Petrus took a sweater from his knapsack and put it on. I put my overshirt on, covering my "I LOVE NY" T-shirt. I would never have imagined that in "the hottest summer of the decade," according to the newspapers, it could be so cold. The two shirts helped to cut the wind, but I asked Petrus if we couldn't move along more quickly so that I could warm up.
The Road now made for an easy descent. I thought that the ext
reme cold I had experienced was due to the fact that we had eaten very frugally, just fish and the fruits of the forest.2
Petrus said that it wasn't the lack of food and explained that it was cold because we had reached the highest point in that range of mountains.
We had not gone more than five hundred meters when, at a curve in the Road, the scene changed completely. A tremendous, rolling plain extended into the distance. And to the left, on the Road down, less than two hundred meters away, a beautiful little village awaited us with its chimneys smoking.
I began to walk faster, but Petrus held me back.
"I think that this is a good time to teach you the second RAM practice," he said, sitting down on the ground and indicating that I should do the same.
I was irritated, but I did as he asked. The sight of the small village with its inviting chimney smoke had really upset me. Suddenly I realized that we had been out in the woods for a week; we had seen no one and had been either sleeping on the ground or walking throughout the day. I had run out of cigarettes, so I had been smoking the horrible roller tobacco that Petrus used. Sleeping in a sleeping bag and eating unseasoned fish were things that I had loved when I was twenty, but here on the Road to Santiago, they were sacrifices.
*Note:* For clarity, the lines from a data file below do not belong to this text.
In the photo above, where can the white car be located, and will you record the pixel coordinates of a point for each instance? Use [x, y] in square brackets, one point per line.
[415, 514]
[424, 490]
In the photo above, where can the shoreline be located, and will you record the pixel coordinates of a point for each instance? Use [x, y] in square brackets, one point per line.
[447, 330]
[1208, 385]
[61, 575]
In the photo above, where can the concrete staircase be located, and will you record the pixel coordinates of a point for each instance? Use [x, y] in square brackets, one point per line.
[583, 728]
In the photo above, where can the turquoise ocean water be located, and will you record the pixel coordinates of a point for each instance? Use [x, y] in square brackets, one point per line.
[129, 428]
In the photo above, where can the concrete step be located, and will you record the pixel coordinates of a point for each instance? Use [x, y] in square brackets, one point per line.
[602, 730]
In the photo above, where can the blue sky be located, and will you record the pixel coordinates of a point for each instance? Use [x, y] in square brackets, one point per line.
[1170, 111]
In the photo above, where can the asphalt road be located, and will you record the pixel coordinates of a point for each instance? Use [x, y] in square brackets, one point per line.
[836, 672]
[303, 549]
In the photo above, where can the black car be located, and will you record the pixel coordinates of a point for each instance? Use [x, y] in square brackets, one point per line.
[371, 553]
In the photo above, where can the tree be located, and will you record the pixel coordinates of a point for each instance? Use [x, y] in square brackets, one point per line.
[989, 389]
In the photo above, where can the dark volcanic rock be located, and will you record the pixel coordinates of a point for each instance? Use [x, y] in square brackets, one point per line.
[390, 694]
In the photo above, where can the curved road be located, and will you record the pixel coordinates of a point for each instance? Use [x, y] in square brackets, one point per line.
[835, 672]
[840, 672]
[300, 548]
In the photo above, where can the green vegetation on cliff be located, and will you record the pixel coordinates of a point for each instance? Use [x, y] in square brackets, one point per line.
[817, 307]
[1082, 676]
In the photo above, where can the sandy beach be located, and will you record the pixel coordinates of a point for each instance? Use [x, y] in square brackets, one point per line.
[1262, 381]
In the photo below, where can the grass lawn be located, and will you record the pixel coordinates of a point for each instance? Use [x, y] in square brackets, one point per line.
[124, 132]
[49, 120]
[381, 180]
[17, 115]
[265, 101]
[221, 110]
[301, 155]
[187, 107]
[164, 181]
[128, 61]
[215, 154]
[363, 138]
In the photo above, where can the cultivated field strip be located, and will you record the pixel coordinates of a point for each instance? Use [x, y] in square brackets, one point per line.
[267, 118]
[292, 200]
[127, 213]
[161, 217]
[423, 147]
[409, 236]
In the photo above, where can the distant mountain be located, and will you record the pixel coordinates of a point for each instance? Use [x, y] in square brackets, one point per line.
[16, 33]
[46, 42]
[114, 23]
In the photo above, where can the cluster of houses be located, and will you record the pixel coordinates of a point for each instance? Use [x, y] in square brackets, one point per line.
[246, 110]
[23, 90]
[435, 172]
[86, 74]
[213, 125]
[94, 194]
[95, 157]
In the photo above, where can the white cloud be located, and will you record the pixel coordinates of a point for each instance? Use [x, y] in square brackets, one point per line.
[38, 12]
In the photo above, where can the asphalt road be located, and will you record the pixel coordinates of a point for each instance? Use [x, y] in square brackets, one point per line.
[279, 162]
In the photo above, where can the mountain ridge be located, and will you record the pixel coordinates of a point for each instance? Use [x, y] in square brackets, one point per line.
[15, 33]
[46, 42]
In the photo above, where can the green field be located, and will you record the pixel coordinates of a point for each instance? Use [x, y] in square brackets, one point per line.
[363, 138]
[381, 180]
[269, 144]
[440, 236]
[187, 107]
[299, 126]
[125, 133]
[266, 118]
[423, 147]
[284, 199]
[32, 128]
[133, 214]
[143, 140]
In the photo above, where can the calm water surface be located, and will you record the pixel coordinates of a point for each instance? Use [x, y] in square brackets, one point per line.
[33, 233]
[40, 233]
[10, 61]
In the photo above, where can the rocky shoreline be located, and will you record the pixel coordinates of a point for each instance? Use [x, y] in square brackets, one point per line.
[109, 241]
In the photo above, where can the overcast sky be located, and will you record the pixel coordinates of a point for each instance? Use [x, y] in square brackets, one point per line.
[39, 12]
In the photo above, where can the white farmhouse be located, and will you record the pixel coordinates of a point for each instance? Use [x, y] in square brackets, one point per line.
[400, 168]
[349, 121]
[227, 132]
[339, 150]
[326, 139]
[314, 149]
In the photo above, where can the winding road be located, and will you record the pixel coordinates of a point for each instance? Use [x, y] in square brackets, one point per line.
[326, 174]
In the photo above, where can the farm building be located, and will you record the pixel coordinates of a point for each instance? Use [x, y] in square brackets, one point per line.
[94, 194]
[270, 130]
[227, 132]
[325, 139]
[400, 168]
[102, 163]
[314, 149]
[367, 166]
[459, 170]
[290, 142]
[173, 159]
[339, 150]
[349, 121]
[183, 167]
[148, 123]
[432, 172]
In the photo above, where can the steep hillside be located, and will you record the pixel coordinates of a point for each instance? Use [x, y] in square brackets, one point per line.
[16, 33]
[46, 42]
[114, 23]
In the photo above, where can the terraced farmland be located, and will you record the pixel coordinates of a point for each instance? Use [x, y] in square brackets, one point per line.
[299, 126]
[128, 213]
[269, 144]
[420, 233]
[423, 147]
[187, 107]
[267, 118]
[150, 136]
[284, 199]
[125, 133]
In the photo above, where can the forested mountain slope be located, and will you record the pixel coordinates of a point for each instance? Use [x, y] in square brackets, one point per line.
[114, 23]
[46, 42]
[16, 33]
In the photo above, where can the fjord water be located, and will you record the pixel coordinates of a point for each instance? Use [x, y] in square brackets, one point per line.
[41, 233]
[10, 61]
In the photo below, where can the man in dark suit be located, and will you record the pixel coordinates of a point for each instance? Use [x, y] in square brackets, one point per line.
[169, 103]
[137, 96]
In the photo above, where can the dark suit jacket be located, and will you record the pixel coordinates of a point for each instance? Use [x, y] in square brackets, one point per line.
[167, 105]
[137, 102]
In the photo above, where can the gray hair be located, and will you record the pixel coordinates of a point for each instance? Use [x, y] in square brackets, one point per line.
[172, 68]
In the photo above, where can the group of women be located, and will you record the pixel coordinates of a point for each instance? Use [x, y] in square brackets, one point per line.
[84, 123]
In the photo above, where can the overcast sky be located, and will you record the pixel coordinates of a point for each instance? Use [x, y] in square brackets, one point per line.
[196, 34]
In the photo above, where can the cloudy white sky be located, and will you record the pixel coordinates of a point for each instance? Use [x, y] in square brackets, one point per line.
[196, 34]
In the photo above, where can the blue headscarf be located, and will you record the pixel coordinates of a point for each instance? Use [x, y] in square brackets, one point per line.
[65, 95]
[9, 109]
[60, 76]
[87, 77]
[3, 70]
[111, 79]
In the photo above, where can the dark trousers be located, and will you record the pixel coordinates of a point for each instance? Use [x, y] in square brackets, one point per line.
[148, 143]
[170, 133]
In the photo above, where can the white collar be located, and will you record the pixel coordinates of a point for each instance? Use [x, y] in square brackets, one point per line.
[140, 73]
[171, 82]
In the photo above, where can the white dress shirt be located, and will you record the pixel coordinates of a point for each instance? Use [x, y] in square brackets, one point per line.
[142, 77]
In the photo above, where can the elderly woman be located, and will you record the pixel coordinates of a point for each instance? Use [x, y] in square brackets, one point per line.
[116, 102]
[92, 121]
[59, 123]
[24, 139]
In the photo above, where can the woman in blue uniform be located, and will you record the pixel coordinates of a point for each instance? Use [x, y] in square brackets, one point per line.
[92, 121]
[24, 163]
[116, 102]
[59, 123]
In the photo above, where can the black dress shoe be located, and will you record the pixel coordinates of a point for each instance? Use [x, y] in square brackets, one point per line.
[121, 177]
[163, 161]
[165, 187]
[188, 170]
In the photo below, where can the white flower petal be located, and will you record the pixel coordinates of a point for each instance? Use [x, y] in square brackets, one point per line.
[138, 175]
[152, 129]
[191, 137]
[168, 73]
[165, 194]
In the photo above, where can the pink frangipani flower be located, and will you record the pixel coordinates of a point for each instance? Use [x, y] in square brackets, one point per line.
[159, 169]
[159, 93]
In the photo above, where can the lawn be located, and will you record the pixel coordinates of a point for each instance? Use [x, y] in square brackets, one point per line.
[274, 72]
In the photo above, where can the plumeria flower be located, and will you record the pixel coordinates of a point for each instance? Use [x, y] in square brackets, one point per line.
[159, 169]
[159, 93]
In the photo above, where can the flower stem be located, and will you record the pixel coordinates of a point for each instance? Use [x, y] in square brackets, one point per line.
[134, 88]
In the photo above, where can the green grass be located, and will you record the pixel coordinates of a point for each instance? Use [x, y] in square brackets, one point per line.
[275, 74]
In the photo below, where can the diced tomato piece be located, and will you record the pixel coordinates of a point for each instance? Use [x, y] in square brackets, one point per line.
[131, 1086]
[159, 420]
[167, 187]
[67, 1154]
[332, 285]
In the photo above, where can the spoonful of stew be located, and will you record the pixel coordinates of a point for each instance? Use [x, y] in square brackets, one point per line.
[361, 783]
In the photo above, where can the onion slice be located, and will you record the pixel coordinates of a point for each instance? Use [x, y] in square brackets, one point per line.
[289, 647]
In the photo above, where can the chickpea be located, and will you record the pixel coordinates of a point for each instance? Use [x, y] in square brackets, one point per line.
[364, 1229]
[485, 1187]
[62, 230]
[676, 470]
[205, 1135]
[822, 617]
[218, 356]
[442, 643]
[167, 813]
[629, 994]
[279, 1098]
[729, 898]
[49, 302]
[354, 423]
I waited impatiently for Petrus to finish rolling his cigarette, while I thought about the warmth of a glass of wine in the bar I could see less than five minutes down the Road.
Petrus, bundled up in his sweater, was relaxed and looked out over the immense plain.
"What do you think about this crossing of the Pyrenees?" he asked, after a while.
"Very nice," I answered, not wanting to prolong the conversation.
"It must have been nice, because it took us six days to go a distance we could have gone in one."
I could not believe what he was saying. He pulled out the map and showed me the distance: seventeen kilometers. Even walking at a slow pace because of the ups and downs, the Road could have been hiked in six hours.
"You are so concerned about finding your sword that you forgot the most important thing: you have to get there. Looking only for Santiago--which you can't see from here, in any case--you didn't see that we passed by certain places four or five times, approaching them from different angles."
Now that Petrus mentioned it, I began to realize that Mount Itchasheguy--the highest peak in the region had sometimes been to my right and sometimes to my left. Although I had noticed this, I had not drawn the only possible conclusion: that we had gone back and forth many times.
"All I did was to follow different routes, using the paths made through the woods by the smugglers. But it was your responsibility to have seen that. This happened because the process of moving along did not exist for you. The only thing that existed was your desire to arrive at your goal."
"Well, what if I had noticed?"
"We would have taken seven days anyway, because that is what the RAM practices call for. But at least you would have approached the Pyrenees in a different way."